In this study, we compared the HPV clearance rates, clinical efficacies, and adverse reactions between patients treated with the interferon and APC therapies. The negative conversion rates of HPV in the APC and interferon groups were 53.42% and 33.33%, respectively, after 6 months, showing no statistical significance (P > 0.05); however, after 12 months, the values were 87.67% and 51.52%, respectively, and differences were statistically significant, indicating the long-term effect of APC. In the interferon group, lesions disappeared at 6 months in 40% of patients, but recurred at 12 months in 14.29% of the patients. According to Gonçalo et al., approximately 44%–81% of all types of VaIN lesions (N = 468) can regress spontaneously, and the rate was 68.8% in LSIL [11]. Our study showed that the efficacy of interferon therapy was even lower than the expectant management reported by Gonçalo, suggesting that interferon might not be effective for the treatment of VaIN. However, further studies with larger samples and longer follow-up periods are required to confirm this viewpoint. The APC group had a significantly higher cure rate (79.22%) and lower persistence rate (12.99%) than the interferon group (P < 0.05), with the recurrence rate being only 6.49%. The results were similar to those observed upon treatment with other ablation methods [36]. This suggests that APC is more effective than interferon, and can be considered as an alternative physiotherapy strategy for VaIN patients. As a non-thermal APC application, NIPP has been demonstrated to affect cellular processes through gene methylation and phosphorylation of H2AX, p53, and p53-binding protein 1, ultimately inducing tissue-preserving responses in all mucosal tissue layers of CIN [37].Weiss et al. observed an 86.2% rate of full remission, a 3.4% rate of partial remission, and a twofold reduction in high-risk HPV infections in CIN1/2 lesions treated with NIPP [38]. Owing to the embryological origin of the vaginal and cervical epithelium being the same, the treatment strategy for VaIN and CIN is similar. Therefore, NIPP may be a treatment alternative for VaIN which needs randomized controlled trials to confirm.
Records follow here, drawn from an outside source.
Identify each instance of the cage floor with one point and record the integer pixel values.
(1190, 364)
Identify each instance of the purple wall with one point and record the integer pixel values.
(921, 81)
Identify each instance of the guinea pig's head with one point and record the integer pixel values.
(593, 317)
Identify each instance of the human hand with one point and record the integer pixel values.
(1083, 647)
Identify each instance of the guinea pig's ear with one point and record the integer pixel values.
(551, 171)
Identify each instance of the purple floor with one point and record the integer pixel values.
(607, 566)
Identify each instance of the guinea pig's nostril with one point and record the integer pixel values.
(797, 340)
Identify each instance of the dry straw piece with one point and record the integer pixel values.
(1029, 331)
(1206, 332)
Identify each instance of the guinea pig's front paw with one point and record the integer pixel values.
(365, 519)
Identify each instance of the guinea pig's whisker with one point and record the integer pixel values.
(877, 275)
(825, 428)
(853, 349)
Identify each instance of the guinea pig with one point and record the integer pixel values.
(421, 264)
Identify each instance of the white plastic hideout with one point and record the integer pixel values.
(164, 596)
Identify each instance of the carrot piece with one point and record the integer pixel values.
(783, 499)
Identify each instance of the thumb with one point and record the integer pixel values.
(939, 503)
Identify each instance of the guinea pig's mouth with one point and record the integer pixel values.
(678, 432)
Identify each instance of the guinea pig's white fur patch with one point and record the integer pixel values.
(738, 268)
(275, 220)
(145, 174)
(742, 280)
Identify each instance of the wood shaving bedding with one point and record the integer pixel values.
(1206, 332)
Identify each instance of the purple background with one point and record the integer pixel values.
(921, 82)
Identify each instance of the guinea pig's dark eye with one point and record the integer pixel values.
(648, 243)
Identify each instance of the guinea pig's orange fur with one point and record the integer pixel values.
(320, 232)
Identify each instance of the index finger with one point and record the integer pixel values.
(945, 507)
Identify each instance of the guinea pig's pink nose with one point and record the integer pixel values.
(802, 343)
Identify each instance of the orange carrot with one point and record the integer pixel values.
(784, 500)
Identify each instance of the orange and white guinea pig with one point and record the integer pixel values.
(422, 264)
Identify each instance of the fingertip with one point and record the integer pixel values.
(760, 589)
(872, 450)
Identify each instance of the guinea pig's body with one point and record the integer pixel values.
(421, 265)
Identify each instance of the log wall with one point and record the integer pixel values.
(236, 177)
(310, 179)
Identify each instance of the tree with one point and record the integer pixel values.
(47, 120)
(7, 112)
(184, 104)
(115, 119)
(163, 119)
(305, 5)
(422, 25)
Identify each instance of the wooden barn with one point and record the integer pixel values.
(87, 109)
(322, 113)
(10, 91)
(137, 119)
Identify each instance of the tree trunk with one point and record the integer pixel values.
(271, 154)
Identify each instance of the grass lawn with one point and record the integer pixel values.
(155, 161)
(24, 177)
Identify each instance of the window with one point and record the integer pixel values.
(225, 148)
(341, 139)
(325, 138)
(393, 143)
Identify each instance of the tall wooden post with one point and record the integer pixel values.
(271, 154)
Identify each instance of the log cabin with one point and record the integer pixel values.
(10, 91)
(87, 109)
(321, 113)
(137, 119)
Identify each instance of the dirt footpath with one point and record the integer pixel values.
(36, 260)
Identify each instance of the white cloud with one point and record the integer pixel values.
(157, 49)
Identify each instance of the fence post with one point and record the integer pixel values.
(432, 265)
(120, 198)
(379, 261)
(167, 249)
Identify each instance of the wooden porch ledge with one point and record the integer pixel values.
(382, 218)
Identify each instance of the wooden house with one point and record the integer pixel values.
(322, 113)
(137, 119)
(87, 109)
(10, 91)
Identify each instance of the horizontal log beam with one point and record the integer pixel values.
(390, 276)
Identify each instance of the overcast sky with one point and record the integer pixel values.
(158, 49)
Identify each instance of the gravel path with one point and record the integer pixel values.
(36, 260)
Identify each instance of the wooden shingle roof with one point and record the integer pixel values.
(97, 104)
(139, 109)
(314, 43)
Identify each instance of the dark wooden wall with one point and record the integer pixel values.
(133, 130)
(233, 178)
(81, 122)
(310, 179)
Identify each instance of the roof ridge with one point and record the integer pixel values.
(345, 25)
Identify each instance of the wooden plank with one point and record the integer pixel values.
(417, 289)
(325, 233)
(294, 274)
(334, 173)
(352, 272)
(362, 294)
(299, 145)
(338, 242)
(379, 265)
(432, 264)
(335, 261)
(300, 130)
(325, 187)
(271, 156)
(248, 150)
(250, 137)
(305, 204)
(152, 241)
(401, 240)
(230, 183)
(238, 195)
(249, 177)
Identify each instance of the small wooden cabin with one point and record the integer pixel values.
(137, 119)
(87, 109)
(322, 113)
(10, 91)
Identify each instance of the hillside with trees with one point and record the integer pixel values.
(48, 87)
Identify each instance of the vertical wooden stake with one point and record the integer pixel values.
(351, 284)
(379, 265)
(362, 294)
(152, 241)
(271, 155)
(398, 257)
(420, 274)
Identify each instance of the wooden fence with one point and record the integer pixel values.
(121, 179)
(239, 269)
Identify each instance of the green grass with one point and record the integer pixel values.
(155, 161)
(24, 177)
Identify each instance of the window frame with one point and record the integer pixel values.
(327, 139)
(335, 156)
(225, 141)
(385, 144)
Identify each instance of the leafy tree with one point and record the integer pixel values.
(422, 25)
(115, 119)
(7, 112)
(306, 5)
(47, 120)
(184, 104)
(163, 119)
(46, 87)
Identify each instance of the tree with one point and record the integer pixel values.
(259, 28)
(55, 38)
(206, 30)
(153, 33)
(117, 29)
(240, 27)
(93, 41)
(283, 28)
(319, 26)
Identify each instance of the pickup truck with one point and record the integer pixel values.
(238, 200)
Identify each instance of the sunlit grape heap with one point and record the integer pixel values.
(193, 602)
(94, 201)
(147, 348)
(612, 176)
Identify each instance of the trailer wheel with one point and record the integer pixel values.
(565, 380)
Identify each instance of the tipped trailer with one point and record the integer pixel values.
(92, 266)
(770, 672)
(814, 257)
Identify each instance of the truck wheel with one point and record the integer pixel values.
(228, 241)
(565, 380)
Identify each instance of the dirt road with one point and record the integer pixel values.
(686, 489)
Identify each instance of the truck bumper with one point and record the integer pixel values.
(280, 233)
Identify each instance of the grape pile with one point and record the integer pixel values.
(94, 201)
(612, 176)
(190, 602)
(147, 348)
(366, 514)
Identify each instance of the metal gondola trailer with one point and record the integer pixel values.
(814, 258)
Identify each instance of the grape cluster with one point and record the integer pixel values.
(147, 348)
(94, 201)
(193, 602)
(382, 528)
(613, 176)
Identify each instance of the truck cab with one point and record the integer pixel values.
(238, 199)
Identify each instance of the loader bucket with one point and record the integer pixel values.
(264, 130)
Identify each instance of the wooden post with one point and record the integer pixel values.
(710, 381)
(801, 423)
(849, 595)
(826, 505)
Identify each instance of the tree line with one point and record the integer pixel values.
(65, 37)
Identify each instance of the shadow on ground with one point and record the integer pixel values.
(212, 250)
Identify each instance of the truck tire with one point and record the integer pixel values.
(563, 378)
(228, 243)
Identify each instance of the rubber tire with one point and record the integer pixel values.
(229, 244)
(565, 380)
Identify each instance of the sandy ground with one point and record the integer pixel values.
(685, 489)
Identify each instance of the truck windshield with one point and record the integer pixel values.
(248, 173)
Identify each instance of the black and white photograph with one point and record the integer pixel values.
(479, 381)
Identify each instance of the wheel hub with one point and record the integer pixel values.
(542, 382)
While there is limited data on the adverse reactions following plasma coagulation in vaginal HSIL, the only two complications were pain requiring inpatient management and urinary retention in patients with vulvovaginal and perianal intraepithelial neoplasia [21]. Some physical treatments may lead to serious injuries, such as bladder damage [39] and sigmoid perforation with sepsis [40] associated with loop electrosurgical excision, or vaginal vault perforation requiring laparoscopic inspection associated with laser treatment [41]. However, when the argon beam penetrates through tissue, energy is lost rapidly, causing less damage to surrounding organs or deeper structures. Only mild local adverse reactions were recorded (burning sensation, pruritus, increased vaginal discharge, vaginal bleeding, and adhesion), without severe scarring or contracture until the end of follow-up in our study. Eight patients with multifocal lesions developed adhesions that could be easily separated with cotton swabs. As most patients develop complication of decrustation after physiotherapy, the main reaction in the APC group was vaginal drainage at 7–14 days after treatment, which was resolved at around 30–40 days.

Conclusion

In conclusion, our results suggest that APC is safe and may result in an improved HPV clearance rate and cure rate, and a reduced recurrence rate, as compared to interferon therapy. Because APC has advantages such as ease of operation, short operation time, fast learning curve for surgeons, no intraoperative bleeding, no need for general anesthesia, and high safety, it may be a reasonable alternative to other physiotherapies for patients with VaIN I and VaIN II. However, a more robust, multicenter, and long-term follow-up RCT is recommended to validate our findings.